How it works
Before The Election
Before an election commences, the election authority generates a set of pairwise distinct tracking codes. These tracking codes are then hidden (via encryption) and the set is mixed. For each registered voter, an encrypted tracking code is randomly assigned, and as this code is encrypted, no one can determine which tracking code is assigned to any particular voter. Besides, the secret data required to reveal the tracking code is computed and kept hidden by the authorities. All calculations are verified by external auditors. It is important to perform these steps before an election begins, in order to ensure that each voter has been assigned a unique tracking code.
How To Vote
When an election begins, you may access the voting page and choose a candidate. After you confirm your choice, your vote is first encrypted before being sent over the network to the election server.

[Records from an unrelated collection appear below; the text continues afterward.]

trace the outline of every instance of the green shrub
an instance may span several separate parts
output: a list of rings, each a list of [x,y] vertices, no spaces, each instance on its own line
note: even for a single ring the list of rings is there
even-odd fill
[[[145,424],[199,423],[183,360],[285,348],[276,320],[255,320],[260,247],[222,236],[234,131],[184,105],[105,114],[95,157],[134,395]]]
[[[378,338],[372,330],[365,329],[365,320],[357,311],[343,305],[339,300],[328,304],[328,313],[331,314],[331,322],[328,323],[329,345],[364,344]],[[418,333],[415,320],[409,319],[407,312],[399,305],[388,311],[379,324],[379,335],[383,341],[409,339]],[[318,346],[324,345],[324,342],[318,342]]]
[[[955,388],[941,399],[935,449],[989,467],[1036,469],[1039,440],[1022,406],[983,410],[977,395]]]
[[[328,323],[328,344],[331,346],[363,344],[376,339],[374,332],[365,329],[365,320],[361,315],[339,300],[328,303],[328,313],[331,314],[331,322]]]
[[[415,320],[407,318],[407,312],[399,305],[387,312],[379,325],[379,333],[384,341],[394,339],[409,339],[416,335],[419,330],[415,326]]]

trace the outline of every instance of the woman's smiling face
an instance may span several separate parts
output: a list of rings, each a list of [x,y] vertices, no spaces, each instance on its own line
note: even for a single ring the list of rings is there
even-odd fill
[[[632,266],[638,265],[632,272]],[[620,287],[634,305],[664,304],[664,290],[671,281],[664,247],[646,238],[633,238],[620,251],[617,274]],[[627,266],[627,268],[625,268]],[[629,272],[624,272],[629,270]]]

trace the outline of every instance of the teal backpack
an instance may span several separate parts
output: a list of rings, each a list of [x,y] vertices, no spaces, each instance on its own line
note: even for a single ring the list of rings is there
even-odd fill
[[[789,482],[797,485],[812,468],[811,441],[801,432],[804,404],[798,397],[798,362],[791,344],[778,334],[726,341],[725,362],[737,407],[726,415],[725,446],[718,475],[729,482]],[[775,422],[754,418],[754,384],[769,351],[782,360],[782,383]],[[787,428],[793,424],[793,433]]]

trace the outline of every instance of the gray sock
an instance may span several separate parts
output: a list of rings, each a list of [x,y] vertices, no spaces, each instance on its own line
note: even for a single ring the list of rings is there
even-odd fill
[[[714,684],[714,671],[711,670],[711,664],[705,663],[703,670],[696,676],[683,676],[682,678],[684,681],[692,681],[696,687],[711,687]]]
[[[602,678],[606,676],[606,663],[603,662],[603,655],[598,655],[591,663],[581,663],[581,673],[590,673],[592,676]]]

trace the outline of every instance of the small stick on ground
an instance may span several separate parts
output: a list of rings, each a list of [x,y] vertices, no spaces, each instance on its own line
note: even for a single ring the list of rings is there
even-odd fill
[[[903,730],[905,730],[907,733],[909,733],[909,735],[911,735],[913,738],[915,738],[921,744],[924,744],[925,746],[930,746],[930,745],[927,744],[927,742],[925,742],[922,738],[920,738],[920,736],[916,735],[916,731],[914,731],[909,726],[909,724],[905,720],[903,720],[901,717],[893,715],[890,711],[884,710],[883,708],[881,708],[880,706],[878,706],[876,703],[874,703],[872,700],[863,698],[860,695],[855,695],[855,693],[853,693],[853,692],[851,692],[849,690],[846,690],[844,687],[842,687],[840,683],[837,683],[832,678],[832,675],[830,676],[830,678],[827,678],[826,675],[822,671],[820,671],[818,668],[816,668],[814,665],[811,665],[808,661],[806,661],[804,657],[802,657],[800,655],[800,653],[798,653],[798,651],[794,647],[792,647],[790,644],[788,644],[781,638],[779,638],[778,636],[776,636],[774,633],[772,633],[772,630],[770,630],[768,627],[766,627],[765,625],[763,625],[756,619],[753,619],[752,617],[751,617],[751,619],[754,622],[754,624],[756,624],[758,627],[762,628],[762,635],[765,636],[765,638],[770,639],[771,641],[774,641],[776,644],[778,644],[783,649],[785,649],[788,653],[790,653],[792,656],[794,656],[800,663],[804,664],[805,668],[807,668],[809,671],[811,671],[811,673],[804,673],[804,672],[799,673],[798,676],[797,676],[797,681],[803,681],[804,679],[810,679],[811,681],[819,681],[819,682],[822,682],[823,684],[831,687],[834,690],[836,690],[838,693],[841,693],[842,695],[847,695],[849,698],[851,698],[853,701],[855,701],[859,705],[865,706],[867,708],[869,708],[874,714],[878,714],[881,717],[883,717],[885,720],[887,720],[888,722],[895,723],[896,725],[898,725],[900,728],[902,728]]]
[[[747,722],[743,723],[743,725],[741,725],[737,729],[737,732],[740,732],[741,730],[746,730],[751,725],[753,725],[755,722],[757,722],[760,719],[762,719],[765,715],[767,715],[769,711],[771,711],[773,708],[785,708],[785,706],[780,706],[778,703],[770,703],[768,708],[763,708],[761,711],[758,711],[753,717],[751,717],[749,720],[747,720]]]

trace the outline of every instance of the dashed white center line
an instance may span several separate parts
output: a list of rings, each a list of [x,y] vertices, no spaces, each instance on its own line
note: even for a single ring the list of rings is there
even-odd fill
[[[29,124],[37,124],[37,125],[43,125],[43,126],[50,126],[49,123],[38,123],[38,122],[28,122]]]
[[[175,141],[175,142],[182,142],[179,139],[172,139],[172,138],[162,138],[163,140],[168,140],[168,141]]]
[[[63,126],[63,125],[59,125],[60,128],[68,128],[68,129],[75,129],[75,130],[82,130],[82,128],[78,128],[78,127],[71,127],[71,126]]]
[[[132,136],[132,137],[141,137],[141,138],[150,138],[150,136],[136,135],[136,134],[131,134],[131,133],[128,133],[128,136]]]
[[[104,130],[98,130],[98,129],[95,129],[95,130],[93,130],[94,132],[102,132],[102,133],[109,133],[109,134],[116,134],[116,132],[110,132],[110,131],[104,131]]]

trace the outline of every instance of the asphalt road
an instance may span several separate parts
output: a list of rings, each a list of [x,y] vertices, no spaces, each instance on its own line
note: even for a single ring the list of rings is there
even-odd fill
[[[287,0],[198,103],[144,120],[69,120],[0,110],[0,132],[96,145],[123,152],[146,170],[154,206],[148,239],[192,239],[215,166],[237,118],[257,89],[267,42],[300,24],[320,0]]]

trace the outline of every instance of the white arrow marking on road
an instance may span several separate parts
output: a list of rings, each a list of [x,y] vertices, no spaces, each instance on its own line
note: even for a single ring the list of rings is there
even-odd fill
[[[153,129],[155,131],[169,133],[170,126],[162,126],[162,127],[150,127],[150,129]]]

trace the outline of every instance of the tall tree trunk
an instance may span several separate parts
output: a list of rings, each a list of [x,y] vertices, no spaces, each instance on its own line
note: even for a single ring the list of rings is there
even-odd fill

From there, the encrypted vote is tied to your account in the database, and to its encrypted tracking code.
The Tallying Process
When the election ends, the tallying process can commence. The election authority retrieves all encrypted pairs consisting of trackers and their respective votes. The election authority then performs a verifiable shuffle on these pairs and decrypts and reveals the trackers and the votes that correspond to them. These pairs are displayed in the clear. Again, these calculations are audited in order to ensure that they were carried out correctly. At this point, no one knows his\her tracking code. The voter is now faced with two options as explained below.
Option 1: Verify Your Vote
After all votes have been published with their tracking codes, the election authority needs to give you the secret data computed in step 1, to let you retrieve your tracking code. As a reminder, before the election starts, the secret information required to open the tracker on your side was computed and kept hidden. This information can now be sent over to you. This data can only be used by you to compute your own unique tracking code. You can now compute this code and check if your vote has been recorded correctly.
Option 2: Deny Your Vote
If someone is asking you to reveal your vote for any reason (coercion, vote buying), it is possible for you to deny your vote. Indeed, as the list of trackers and votes are available after the tallying process, you may choose any tracking code that will please the coercer and ask to be notified with this tracking code instead of your code. Selene will compute fake secret data which will open to the tracking code of your choice.
Privacy
We care about your privacy. As explained above:
- Your vote is encrypted before being sent to the server,
- We store your encrypted vote and we mix it before decryption to remove links to your identity,
- Only you have access to your unique tracking code, and you may produce a fake one in case of coercion.
Selene was devised at the APSIA research group of the SnT interdisciplinary center at the University of Luxembourg.